Jumde Ravindra P, Jézéquel Gwenaëlle, Saramago Margarida, Frank Nicolas, Adam Sebastian, Cunha Marta V, Bader Chantal D, Gunesch Antonia P, Köhler Natalie M, Johannsen Sandra, Bousis Spyridon, Pietschmann Thomas, Matos Rute G, Müller Rolf, Arraiano Cecília M, Hirsch Anna K H
Helmholtz Institute for Pharmaceutical Research Saarland (HIPS) - Helmholtz Centre for Infection Research (HZI), Campus E 8.1, 66123, Saarbrücken, Germany.
Current address, Global Antibiotic Research & Development Partnership (GARDP), Chemin Camille-Vidart 15, 1202, Geneva, Switzerland.
Chemistry. 2025 Jan 17;31(4):e202403390. doi: 10.1002/chem.202403390. Epub 2024 Dec 23.
The development of antiviral drugs against the Severe Acute Respiratory Syndrome coronavirus 2 (SARS-CoV-2) responsible for the recent Covid-19 pandemic is crucial, as treatment options remain limited and vaccination does not prevent (re)infection. Two relatively underexplored targets of this virus are the 3'-5' exoribonuclease (ExoN) and the 2'-O-methyltransferase (2'-O-MTase), both essential for viral viability. The non-structural proteins Nsp14 and Nsp16 exhibit enzymatic activities for ExoN and 2'-O-MTase, respectively, especially when in complex with their co-factor protein Nsp10. The study focuses on the use of target-directed dynamic combinatorial chemistry (tdDCC) to identify binders of Nsp10, aiming to disturb the protein-protein interactions (PPI) involving Nsp10-Nsp14, as well as Nsp10-Nsp16. We synthesised the hits and evaluated them to assess Nsp10 affinity, ExoN and 2'-O-MTase activities inhibition, and antiviral activity in hCoV-229E and SARS-CoV-2-infected whole-cell settings. This study reports a novel class of ExoN and/or 2'-O-MTase inhibitors exhibiting antiviral activity against coronaviruses.
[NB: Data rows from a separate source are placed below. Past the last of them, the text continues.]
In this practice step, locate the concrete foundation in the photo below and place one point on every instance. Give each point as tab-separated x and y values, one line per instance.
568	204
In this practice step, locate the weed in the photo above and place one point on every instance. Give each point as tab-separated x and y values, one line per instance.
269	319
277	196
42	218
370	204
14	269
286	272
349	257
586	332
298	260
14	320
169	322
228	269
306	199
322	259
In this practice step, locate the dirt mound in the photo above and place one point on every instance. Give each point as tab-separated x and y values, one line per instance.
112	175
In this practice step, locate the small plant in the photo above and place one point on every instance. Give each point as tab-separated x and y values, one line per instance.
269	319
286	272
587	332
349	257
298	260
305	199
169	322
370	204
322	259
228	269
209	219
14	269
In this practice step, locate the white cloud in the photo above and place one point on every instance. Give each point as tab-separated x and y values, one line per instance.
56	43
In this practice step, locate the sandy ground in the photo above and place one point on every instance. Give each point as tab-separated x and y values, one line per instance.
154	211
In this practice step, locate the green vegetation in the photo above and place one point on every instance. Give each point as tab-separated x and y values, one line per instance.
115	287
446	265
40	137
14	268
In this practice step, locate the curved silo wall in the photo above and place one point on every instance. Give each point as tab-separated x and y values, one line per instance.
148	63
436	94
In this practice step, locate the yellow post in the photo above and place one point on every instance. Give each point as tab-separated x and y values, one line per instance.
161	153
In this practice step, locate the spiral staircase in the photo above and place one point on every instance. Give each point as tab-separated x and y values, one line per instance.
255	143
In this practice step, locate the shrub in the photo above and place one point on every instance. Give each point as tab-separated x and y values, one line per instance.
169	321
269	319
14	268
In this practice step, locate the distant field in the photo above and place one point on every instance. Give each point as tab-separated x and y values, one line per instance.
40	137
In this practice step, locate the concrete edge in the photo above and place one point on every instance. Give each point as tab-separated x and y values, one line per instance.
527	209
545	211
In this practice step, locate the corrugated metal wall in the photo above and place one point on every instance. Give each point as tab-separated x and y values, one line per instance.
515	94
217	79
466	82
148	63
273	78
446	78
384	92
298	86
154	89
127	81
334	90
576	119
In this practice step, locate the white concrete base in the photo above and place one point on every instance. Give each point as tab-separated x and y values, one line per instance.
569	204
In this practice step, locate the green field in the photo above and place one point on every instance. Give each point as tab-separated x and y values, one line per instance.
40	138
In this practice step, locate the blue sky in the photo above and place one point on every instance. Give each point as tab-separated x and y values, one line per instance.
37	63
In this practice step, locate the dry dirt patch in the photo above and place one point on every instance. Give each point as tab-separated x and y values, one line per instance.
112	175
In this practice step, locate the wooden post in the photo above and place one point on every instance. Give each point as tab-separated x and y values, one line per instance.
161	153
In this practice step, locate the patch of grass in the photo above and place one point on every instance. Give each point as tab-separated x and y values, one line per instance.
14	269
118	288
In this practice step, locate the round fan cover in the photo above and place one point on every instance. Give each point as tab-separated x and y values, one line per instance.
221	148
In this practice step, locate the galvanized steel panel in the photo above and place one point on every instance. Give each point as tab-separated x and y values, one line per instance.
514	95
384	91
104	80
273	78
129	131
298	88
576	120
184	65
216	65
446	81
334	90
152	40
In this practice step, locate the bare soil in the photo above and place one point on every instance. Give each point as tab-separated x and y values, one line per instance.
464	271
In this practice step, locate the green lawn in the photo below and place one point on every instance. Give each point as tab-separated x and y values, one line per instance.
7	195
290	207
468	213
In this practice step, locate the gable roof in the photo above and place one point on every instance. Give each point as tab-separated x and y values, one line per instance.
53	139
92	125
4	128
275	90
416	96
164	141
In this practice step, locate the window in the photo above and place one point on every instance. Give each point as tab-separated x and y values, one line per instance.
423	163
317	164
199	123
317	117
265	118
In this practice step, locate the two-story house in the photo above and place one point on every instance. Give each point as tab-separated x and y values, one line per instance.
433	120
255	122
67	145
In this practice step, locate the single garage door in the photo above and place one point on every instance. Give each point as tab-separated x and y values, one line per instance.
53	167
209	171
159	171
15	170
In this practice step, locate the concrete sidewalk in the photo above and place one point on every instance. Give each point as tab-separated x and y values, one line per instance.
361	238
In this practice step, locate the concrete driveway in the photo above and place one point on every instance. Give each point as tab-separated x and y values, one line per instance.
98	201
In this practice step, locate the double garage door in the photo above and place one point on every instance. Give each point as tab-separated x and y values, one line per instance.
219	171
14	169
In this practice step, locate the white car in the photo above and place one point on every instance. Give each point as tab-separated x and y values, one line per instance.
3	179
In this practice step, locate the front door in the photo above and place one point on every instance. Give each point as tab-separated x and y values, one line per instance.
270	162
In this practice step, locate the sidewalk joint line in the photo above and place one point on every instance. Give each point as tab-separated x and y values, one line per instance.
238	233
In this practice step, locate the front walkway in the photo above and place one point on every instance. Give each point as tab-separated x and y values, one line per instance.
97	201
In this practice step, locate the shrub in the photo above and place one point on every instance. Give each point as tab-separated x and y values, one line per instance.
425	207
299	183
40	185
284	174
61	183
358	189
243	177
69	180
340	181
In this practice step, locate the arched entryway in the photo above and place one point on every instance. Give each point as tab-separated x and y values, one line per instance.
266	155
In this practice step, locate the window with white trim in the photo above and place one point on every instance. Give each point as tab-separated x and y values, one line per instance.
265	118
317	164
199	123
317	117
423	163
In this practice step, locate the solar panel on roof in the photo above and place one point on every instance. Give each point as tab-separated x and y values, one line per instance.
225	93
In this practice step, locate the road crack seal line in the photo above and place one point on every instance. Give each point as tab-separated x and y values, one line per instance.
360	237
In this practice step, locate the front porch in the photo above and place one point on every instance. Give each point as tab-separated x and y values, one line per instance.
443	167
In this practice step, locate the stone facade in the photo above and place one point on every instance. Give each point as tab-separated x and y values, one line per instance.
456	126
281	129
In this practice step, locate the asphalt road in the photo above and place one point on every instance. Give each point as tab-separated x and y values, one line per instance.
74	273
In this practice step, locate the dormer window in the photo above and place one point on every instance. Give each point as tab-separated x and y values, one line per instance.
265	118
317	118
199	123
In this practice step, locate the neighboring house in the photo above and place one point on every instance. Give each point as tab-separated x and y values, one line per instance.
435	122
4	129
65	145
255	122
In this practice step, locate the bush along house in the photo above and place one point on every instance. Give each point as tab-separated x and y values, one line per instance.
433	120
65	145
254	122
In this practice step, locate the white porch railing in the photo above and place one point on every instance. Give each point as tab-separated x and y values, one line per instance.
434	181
研发针对导致近期新冠疫情的严重急性呼吸综合征冠状病毒2(SARS-CoV-2)的抗病毒药物至关重要,因为治疗选择仍然有限,且疫苗接种无法预防(再)感染。该病毒的两个相对未被充分研究的靶点是3'-5'外切核糖核酸酶(ExoN)和2'-O-甲基转移酶(2'-O-MTase),二者对病毒的生存能力均至关重要。非结构蛋白Nsp14和Nsp16分别对ExoN和2'-O-MTase具有酶活性,尤其是在与它们的辅助因子蛋白Nsp10形成复合物时。该研究聚焦于使用靶向动态组合化学(tdDCC)来鉴定Nsp10的结合物,旨在干扰涉及Nsp10-Nsp14以及Nsp10-Nsp16的蛋白质-蛋白质相互作用(PPI)。我们合成了这些命中化合物并对其进行评估,以评估Nsp10亲和力、ExoN和2'-O-MTase活性抑制以及在人冠状病毒229E(hCoV-229E)和感染SARS-CoV-2的全细胞环境中的抗病毒活性。本研究报告了一类新型的对冠状病毒具有抗病毒活性的ExoN和/或2'-O-MTase抑制剂。